Die lebhafte Diskussion im Regionalverbandsausschuss: Volker Schuler (Freie Wähler) hatte mit dem geringen Abstand so seine Probleme. „Diese 750 Meter bergen Konfliktpotenzial“, fürchtete er. Das werde, so der Tenor von Ebhausens Rathauschef, in der Bevölkerung nicht gut ankommen. Man müsse die Einwohner vor Ort mitnehmen – 1000 Meter als Richtwert fände er passend, in Ausnahmefällen dann auf 750 Meter zu reduzieren, halte er für sinnvoller. Bei 750 Metern Abstand zur Wohnbebauung könnte es zu vielen Klagen oder Einsprüchen kommen, das gefährde das Gesamtziel, bis 2032 zahlreiche Windräder aufstellen zu können, warnte Schuler.

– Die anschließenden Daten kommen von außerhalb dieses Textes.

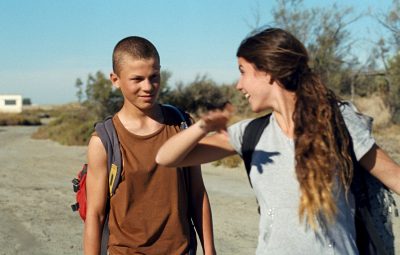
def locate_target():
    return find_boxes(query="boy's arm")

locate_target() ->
[187,166,216,255]
[83,136,108,255]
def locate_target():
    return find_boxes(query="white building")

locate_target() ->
[0,94,22,113]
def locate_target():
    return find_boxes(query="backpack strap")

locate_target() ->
[242,113,272,185]
[95,116,122,255]
[95,116,122,197]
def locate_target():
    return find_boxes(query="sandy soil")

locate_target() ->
[0,127,400,255]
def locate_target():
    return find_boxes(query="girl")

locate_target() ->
[156,28,400,255]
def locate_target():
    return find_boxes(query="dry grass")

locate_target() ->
[0,112,41,126]
[354,95,392,128]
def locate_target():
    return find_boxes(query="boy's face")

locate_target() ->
[110,57,160,110]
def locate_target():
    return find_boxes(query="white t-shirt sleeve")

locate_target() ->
[228,119,252,156]
[340,102,375,160]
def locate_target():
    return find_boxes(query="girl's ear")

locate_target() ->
[110,72,120,89]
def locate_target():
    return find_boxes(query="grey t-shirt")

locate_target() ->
[228,104,375,255]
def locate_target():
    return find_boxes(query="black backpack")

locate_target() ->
[71,104,197,255]
[242,113,399,255]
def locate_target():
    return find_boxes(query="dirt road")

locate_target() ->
[0,127,400,255]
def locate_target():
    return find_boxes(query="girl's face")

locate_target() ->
[236,57,274,112]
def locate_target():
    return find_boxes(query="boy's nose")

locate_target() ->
[143,79,154,91]
[236,80,243,91]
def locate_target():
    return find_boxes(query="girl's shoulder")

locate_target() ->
[339,101,373,130]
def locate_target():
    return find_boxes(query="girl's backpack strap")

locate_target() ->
[242,113,271,181]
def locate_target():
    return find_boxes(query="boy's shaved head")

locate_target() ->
[113,36,160,75]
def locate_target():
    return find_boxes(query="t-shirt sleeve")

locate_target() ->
[340,102,375,160]
[228,119,251,156]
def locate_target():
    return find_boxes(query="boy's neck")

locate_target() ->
[117,104,164,135]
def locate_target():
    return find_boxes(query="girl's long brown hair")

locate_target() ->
[236,28,353,229]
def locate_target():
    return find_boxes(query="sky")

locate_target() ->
[0,0,391,105]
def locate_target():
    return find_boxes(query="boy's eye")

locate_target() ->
[130,77,143,82]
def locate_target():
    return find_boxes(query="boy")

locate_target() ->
[84,36,215,255]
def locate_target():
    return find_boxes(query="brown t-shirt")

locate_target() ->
[108,110,190,255]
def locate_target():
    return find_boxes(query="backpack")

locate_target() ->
[71,104,197,255]
[242,114,399,255]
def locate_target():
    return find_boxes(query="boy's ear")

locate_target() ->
[110,72,119,89]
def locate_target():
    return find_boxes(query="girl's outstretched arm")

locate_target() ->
[360,144,400,195]
[156,109,235,166]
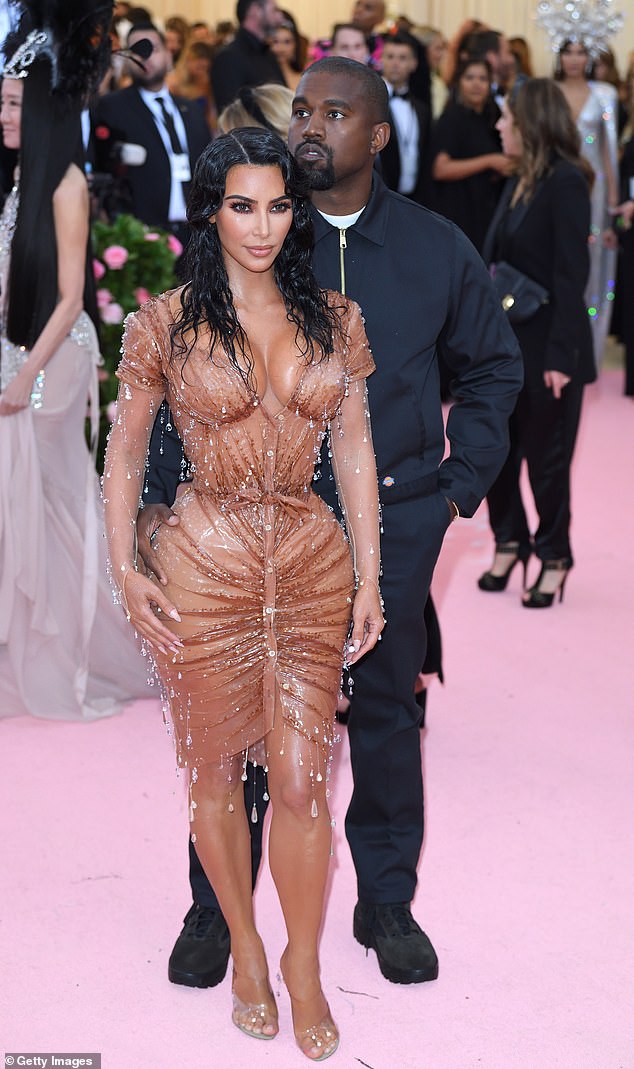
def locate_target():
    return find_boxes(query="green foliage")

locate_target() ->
[92,215,181,469]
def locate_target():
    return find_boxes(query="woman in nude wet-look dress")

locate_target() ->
[105,128,383,1060]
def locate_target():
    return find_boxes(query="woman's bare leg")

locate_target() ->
[266,708,338,1059]
[191,756,278,1037]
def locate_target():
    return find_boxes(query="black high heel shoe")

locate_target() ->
[478,542,530,593]
[522,558,572,608]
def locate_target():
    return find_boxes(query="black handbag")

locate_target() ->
[491,260,551,323]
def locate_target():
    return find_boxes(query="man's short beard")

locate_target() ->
[295,153,337,191]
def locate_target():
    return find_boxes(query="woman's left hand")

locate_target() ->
[0,370,33,416]
[345,579,385,665]
[544,371,570,401]
[602,227,619,249]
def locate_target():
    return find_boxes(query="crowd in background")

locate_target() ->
[82,0,634,396]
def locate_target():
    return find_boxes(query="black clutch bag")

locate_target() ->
[491,260,551,323]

Günter Bächle von der CDU bekundete für seine Fraktion Zustimmung und hatte aber noch eine Spitze in Richtung Schuler parat. „Man erzeugt Angst in der Bevölkerung, indem man über Angst redet“, geißelte Bächle. Frank Schneider (FDP) bekannte, dass auch seine Fraktion anfangs der Windkraft skeptisch gegenüber stand. Allerdings habe „der Diktator aus dem Kreml“ mit dem Überfall auf die Ukraine vor fast genau einem Jahr den Blick auch bei seiner Fraktion geändert. „Deutschland wird ohne Erneuerbare Energien nicht in die Zukunft kommen“, stand für Schneider fest. Ins gleiche Horn stieß Joachim Wildenmann (Grüne). „Wenn wir mit dem CO₂ runter und unabhängig werden wollen, dann passt das“, resümierte er. Man müsse aber die Leute vor Ort überzeugen, eventuell auch mit Energie-Bürgergenossenschaften, damit die Erträge aus den Windkraftanlagen wieder in den Kommunen investiert werden könnten, ergänzte wiederum Schneider.

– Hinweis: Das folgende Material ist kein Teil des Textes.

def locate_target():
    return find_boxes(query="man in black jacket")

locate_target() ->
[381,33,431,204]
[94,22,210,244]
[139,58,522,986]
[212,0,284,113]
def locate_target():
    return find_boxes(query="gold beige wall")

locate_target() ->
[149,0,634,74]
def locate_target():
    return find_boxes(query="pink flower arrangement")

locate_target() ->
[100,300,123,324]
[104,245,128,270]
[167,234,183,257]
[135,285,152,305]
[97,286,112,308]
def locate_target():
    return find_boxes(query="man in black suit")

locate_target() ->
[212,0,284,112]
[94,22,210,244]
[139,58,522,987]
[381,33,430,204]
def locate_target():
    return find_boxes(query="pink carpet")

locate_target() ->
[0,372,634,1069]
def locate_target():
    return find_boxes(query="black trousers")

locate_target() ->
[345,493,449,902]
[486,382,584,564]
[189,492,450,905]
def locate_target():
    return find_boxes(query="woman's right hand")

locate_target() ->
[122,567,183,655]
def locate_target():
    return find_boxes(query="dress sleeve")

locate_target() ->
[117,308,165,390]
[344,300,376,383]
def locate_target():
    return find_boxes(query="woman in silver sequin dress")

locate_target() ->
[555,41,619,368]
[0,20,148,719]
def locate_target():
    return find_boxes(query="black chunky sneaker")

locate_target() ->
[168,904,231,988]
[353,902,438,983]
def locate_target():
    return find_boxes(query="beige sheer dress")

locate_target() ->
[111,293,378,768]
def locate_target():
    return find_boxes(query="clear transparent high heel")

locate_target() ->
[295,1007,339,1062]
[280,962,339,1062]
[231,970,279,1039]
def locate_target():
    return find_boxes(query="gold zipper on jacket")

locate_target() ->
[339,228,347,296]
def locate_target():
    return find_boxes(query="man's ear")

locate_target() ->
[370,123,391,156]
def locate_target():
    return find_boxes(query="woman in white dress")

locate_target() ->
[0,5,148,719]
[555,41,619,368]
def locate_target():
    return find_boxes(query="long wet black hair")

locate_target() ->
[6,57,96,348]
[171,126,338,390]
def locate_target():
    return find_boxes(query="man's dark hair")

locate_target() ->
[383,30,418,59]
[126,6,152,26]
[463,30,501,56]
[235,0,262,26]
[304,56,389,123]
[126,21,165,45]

Als „Scheindebatte“ brandmarkte AfD-Verbandsmitglied Günther Schöttle die Diskussion um die 750 Meter, es komme allein auf den Schalldruck vor Ort an, unabhängig vom Abstand. Generell störten ihn und seine Fraktion aber andere Abstandsflächen – etwa die 100 Meter zu Wasser- und Heilschutzgebietszonen oder die 50 Meter zu Fließgewässern. „Im Havariefall“, so Schöttle, würden die Windräder mit einer Gesamthöhe von 250 Metern direkt im Gewässer landen und zig Liter Öl darin verlieren. „100 Meter sind da zu wenig“, urteilte der AfD-Mann. Mack als Verbandsvorsitzender ordnete ein, dass die jetzt zu erwählenden Flächen ja nur eine „theoretische Suchkulisse“ seien und im Einzelfall natürlich auch Umwelt-Aspekte beleuchtet würden.

Das große Problem bei den 1000 Metern Abstand: Ein Grundproblem, das Klein sah: „Wenn wir auf 1000 Meter Abstand gehen, dann bleiben wenige Orte übrig, an denen wir das zentral bauen müssen.“ Eben weil diese große Distanz nicht überall eingehalten werden könne, man aber trotzdem die gewünschten 1,8 Prozent der Regionsfläche zur Verfügung stellen muss. Es helfe nichts, „wir müssen Flächen liefern“, so der Verbandsdirektor. Das tat der Regionalverband dann auch und beschloss den Kriterienkatalog mehrheitlich. Jetzt geht es also an die konkrete Suche von möglichen Windrad-Flächen – auch solche, die nur 750 Meter von Wohnbebauung entfernt sind.

Übrigens: Nahe Gewerbegebieten oder kommunalen Flächen ist kein Abstand konkret vorgeschrieben. Denn beispielsweise in Gewerbegebieten habe man ja einen großen Energiebedarf und könne daher diese direkt vor Ort gebrauchen. Auch damit konnte der Ausschuss leben.